Gesundheit Wenn weniger mehr sein soll: Kliniken im Stress

Gütersloh · Fast 60 Prozent der Krankenhäuser sollten dichtgemacht werden, rät eine Studie. Falsches Rezept, hallt es zurück. Die Wege zur Klinik auf dem Land könnten noch länger werden, ist die Befürchtung.

 Blick  in einen OP-Saal.

Blick  in einen OP-Saal.

Foto: dpa/Patrick Pleul

 Die Diagnose klingt hart, der Einschnitt wäre tief. In einer Studie der Bertelsmann Stiftung raten Experten, von derzeit 1400 Krankenhäusern nur 600 größere und bessere zu erhalten. Nur Kliniken mit großen Fachabteilungen und vielen Patienten hätten ausreichend Erfahrung für eine sichere Behandlung, lautet ein Hauptargument.
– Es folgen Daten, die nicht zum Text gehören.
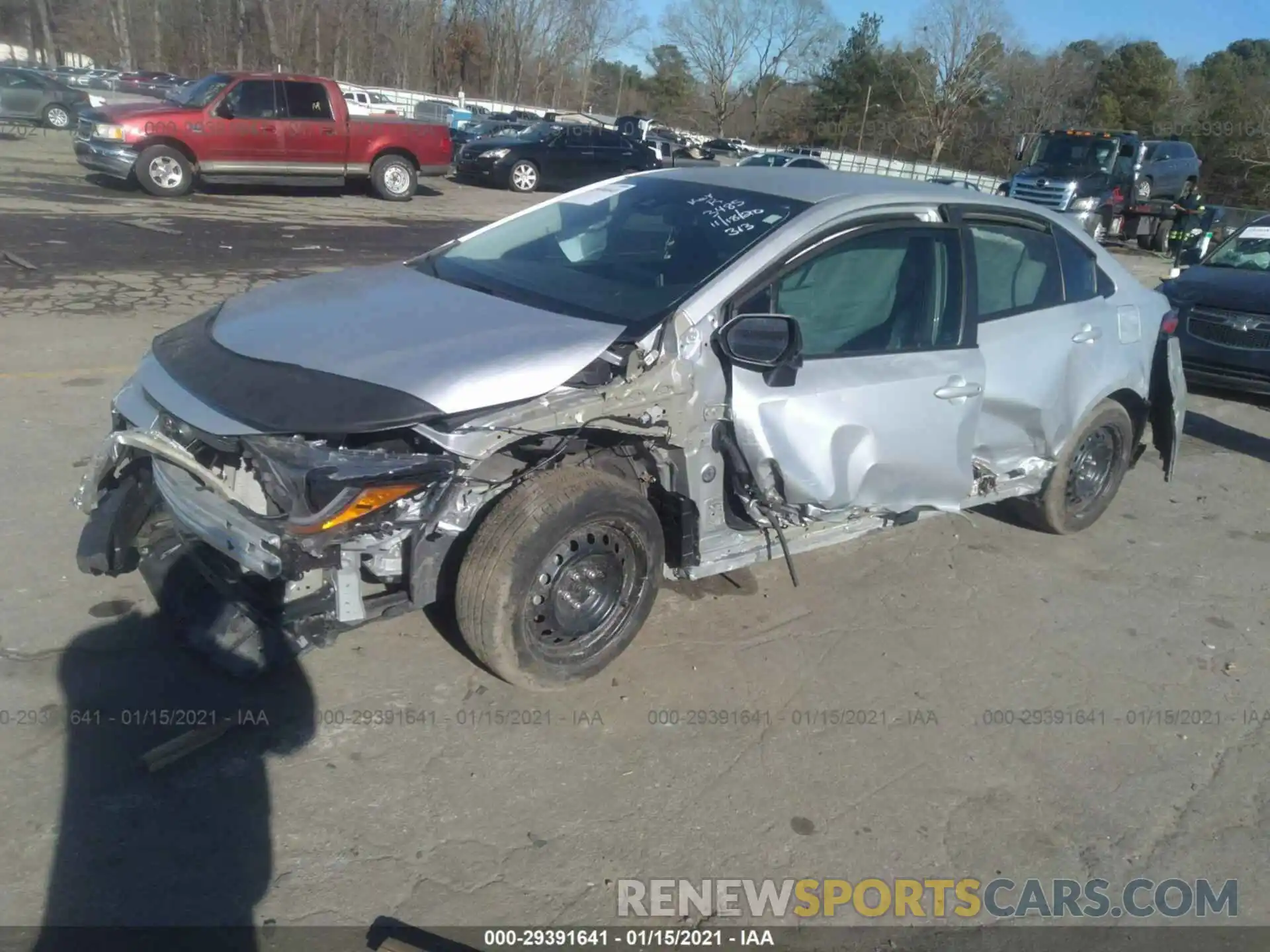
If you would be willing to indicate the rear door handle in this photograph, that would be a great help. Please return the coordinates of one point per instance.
(958, 390)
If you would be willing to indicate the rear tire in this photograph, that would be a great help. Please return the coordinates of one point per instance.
(58, 116)
(164, 172)
(1087, 474)
(559, 578)
(394, 178)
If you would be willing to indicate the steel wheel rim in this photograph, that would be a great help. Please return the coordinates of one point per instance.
(397, 179)
(165, 172)
(1091, 469)
(524, 177)
(585, 592)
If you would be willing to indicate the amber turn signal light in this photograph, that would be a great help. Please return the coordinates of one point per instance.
(365, 503)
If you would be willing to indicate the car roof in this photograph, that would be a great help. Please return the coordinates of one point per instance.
(810, 186)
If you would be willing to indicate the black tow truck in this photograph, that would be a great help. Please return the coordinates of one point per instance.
(1093, 175)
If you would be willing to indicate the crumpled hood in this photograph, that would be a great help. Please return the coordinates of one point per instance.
(393, 327)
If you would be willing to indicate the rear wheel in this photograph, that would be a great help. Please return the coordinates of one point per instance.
(394, 178)
(58, 117)
(1087, 474)
(524, 177)
(164, 172)
(560, 578)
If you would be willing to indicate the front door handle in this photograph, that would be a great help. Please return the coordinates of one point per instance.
(956, 390)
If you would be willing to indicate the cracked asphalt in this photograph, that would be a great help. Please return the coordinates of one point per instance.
(486, 805)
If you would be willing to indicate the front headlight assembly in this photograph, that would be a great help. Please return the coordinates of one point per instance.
(325, 488)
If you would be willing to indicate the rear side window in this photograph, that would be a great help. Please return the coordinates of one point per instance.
(893, 290)
(306, 100)
(1016, 270)
(1080, 268)
(254, 99)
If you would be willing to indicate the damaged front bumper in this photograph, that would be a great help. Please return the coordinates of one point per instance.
(153, 502)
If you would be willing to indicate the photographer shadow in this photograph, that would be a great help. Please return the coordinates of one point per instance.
(187, 844)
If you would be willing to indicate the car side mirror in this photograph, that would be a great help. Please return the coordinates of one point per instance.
(771, 343)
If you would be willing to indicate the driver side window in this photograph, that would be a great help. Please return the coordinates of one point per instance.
(892, 290)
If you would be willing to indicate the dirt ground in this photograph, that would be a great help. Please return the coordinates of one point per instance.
(465, 814)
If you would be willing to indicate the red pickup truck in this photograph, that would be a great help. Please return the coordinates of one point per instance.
(259, 128)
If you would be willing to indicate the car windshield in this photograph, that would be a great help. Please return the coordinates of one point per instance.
(1076, 153)
(201, 93)
(541, 131)
(486, 128)
(1248, 251)
(622, 253)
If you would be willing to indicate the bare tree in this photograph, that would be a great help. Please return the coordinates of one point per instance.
(793, 36)
(46, 28)
(716, 38)
(964, 42)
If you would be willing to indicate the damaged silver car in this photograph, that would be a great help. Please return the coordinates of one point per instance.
(668, 375)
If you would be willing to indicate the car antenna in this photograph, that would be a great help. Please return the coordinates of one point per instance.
(785, 550)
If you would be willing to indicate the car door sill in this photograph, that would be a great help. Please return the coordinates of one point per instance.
(728, 550)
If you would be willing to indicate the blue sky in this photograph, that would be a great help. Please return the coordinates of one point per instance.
(1187, 31)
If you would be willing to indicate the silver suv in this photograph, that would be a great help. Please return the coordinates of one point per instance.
(667, 375)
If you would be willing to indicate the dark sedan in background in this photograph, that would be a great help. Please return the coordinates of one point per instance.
(483, 130)
(1223, 313)
(560, 155)
(27, 95)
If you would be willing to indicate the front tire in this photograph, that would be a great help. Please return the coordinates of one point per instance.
(58, 117)
(524, 177)
(164, 172)
(1087, 474)
(394, 178)
(560, 578)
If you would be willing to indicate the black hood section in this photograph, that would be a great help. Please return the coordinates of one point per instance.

Viele Komplikationen und Todesfälle seien vermeidbar, wenn man Mediziner und Pflegepersonal auf weniger Häuser mit einer Top-Ausstattung konzentriere.

Aber kommt es dann zu der bitteren Nebenwirkung, dass Patienten es im ländlichen Raum noch weiter haben bis zur nächsten Klinik als bisher?
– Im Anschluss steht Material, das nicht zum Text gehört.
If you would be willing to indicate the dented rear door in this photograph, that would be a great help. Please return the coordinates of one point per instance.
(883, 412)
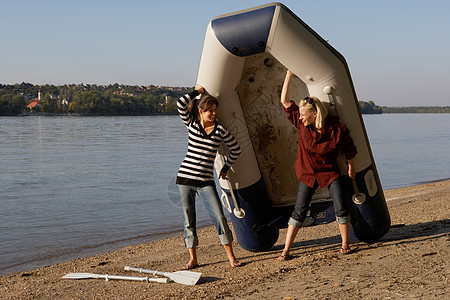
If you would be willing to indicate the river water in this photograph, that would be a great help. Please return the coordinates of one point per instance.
(75, 186)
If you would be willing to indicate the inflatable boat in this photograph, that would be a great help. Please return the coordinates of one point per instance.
(243, 64)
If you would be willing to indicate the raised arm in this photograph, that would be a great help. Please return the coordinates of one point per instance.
(285, 100)
(183, 104)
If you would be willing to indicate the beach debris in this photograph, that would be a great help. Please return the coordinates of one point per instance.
(183, 277)
(107, 277)
(428, 254)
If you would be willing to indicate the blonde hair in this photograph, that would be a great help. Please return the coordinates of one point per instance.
(313, 104)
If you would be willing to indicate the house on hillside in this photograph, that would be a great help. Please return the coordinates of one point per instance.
(35, 105)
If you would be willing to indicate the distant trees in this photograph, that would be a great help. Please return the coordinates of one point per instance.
(112, 100)
(11, 104)
(416, 109)
(119, 100)
(370, 108)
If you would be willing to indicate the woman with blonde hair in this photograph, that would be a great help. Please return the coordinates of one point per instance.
(321, 139)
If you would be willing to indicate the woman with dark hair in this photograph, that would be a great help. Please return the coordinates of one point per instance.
(196, 176)
(320, 140)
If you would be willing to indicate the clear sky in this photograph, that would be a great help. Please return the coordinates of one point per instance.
(398, 51)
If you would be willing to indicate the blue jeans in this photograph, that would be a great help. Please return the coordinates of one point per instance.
(212, 203)
(305, 194)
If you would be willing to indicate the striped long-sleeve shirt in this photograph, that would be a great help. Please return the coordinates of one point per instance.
(197, 167)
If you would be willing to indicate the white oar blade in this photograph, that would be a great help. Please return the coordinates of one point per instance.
(80, 276)
(185, 277)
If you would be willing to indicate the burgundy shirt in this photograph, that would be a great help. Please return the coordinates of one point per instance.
(317, 153)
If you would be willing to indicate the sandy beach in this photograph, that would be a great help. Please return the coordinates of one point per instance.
(410, 262)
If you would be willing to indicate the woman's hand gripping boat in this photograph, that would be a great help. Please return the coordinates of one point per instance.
(243, 64)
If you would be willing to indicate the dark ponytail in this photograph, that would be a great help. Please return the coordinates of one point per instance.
(205, 103)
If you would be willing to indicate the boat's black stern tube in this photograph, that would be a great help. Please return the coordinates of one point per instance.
(252, 231)
(370, 220)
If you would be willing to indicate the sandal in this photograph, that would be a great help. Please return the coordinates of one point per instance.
(235, 264)
(189, 266)
(284, 257)
(346, 251)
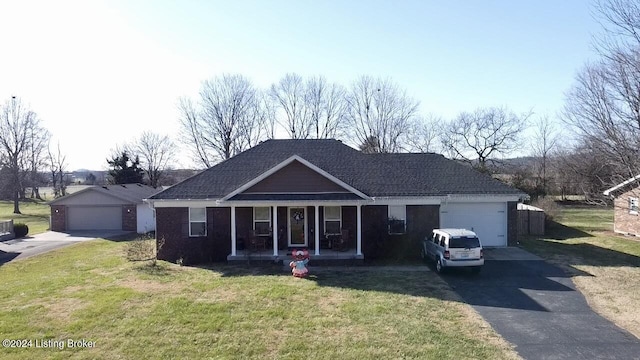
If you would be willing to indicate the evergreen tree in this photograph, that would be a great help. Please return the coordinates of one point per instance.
(124, 170)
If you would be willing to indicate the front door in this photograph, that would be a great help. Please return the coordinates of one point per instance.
(297, 227)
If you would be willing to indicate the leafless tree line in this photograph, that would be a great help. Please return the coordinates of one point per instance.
(374, 114)
(25, 152)
(603, 106)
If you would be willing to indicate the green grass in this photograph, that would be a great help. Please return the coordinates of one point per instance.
(605, 266)
(34, 213)
(134, 310)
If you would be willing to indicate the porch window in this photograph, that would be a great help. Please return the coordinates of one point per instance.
(397, 219)
(197, 222)
(633, 206)
(262, 220)
(332, 220)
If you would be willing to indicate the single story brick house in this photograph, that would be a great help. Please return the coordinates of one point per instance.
(626, 218)
(108, 207)
(330, 198)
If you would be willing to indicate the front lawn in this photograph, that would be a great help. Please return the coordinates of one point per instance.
(134, 310)
(605, 266)
(34, 213)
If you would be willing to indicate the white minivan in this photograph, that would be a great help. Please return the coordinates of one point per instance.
(453, 248)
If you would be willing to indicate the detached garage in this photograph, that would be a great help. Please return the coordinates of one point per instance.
(487, 219)
(110, 207)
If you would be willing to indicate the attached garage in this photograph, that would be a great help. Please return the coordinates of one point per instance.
(94, 218)
(487, 219)
(111, 207)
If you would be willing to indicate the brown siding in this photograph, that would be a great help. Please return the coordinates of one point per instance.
(374, 231)
(623, 221)
(295, 177)
(219, 233)
(283, 230)
(58, 218)
(311, 223)
(244, 225)
(421, 220)
(512, 223)
(349, 222)
(129, 218)
(172, 232)
(378, 244)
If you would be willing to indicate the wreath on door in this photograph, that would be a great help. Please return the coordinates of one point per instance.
(298, 215)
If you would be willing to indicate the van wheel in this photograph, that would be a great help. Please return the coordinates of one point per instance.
(439, 267)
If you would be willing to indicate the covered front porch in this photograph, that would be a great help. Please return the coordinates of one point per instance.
(331, 230)
(285, 256)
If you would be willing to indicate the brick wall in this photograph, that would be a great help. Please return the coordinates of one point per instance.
(172, 231)
(58, 218)
(512, 223)
(129, 218)
(623, 221)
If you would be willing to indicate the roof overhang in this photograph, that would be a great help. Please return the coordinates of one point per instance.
(306, 163)
(609, 192)
(95, 188)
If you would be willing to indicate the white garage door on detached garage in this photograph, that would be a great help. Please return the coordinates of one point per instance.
(94, 218)
(488, 220)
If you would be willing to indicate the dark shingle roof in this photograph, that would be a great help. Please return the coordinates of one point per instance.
(373, 174)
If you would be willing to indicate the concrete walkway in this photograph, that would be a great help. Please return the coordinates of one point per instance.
(40, 243)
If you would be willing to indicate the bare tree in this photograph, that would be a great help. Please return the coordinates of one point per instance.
(17, 122)
(326, 107)
(217, 128)
(477, 137)
(603, 106)
(378, 108)
(57, 167)
(36, 159)
(156, 153)
(290, 98)
(544, 143)
(424, 134)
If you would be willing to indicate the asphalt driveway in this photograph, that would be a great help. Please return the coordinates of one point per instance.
(535, 306)
(47, 241)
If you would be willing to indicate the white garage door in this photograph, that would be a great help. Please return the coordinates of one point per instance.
(488, 220)
(94, 218)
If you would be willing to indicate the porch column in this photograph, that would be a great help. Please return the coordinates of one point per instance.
(359, 232)
(316, 230)
(275, 230)
(233, 231)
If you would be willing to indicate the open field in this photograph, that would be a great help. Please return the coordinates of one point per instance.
(34, 213)
(605, 266)
(134, 310)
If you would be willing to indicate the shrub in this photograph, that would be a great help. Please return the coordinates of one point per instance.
(20, 229)
(141, 249)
Diese Sorge treibt viele um. Bundespräsident Frank-Walter Steinmeier hat das angesprochen, als er bei seiner Tour „Land in Sicht – Zukunft ländlicher Räume“ in der Oberlausitz Station machte. Dort wüssten die Menschen, was es heiße, wenn der Weg „zum nächsten Krankenhaus immer weiter wird“, sagte das Staatsoberhaupt. Und im Westen laufen aktuell Bürger etwa in Sankt Augustin bei Bonn Sturm gegen die geplante Schließung einer Kinderklinik.
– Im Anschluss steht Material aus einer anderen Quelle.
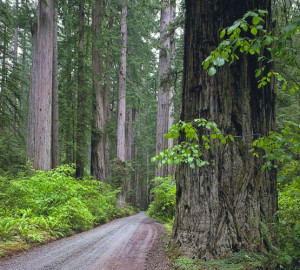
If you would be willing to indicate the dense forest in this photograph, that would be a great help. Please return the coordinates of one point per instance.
(190, 109)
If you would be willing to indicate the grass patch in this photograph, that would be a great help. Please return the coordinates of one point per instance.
(237, 261)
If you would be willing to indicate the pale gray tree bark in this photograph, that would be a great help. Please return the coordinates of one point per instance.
(32, 94)
(171, 168)
(220, 206)
(121, 137)
(163, 107)
(81, 98)
(98, 168)
(55, 112)
(43, 108)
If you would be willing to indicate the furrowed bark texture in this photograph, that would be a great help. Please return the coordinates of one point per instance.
(55, 120)
(121, 149)
(98, 168)
(81, 99)
(220, 206)
(32, 93)
(43, 109)
(163, 90)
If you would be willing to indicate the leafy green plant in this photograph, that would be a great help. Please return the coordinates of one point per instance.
(120, 172)
(42, 206)
(248, 36)
(191, 149)
(7, 227)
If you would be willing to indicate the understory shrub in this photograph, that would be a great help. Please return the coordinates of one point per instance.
(41, 206)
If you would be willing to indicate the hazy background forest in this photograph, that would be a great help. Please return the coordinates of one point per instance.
(91, 124)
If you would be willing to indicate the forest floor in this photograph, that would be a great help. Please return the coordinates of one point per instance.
(132, 243)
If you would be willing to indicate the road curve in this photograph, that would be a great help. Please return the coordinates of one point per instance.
(121, 244)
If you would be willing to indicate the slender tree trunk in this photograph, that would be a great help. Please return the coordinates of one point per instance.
(43, 112)
(220, 206)
(121, 148)
(107, 96)
(98, 168)
(55, 120)
(171, 168)
(163, 90)
(82, 99)
(4, 68)
(16, 34)
(32, 94)
(131, 152)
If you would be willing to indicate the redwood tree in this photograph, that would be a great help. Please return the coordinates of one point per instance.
(163, 89)
(121, 149)
(98, 168)
(43, 104)
(220, 206)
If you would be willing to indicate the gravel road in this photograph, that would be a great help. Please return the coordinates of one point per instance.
(122, 244)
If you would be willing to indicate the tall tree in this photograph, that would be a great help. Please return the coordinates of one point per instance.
(43, 108)
(98, 168)
(55, 118)
(81, 98)
(220, 206)
(32, 94)
(121, 147)
(163, 107)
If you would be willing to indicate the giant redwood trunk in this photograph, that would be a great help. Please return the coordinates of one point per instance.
(81, 99)
(32, 94)
(98, 168)
(55, 116)
(220, 206)
(121, 149)
(163, 90)
(43, 103)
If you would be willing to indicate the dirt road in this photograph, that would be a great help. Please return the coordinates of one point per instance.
(123, 244)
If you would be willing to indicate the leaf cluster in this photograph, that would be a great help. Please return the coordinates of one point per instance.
(190, 149)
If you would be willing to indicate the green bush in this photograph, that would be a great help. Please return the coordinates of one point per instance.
(39, 206)
(75, 213)
(288, 228)
(163, 196)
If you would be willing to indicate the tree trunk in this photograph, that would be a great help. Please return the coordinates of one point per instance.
(82, 99)
(171, 168)
(32, 94)
(220, 206)
(131, 153)
(43, 112)
(163, 90)
(98, 169)
(107, 96)
(121, 149)
(55, 120)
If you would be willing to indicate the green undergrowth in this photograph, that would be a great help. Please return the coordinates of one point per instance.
(37, 207)
(163, 199)
(237, 261)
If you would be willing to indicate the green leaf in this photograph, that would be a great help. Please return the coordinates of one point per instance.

„Es braucht eine gut erreichbare Grundversorgung vor Ort ebenso wie eine Hochleistungsmedizin in der Region“, fordert Eugen Brysch, Vorstand der Deutschen Stiftung für Patientenschutz. „Über die Hälfte der Krankenhäuser zu schließen, ist kein Konzept, sondern Kahlschlag. Das mag wissenschaftlich begründet sein, wäre für die Menschen aber verheerend“, kritisiert er. Es gehe auch gar nicht immer um komplizierte Operationen. Die Versorgung müsse auch für Patienten sichergestellt werden, die in der Klinik keine Maximaltherapie benötigten. „Das sind vor allem alte, pflegebedürftige und chronisch kranke Menschen.“ Mehr als 60 Prozent aller Klinikpatienten.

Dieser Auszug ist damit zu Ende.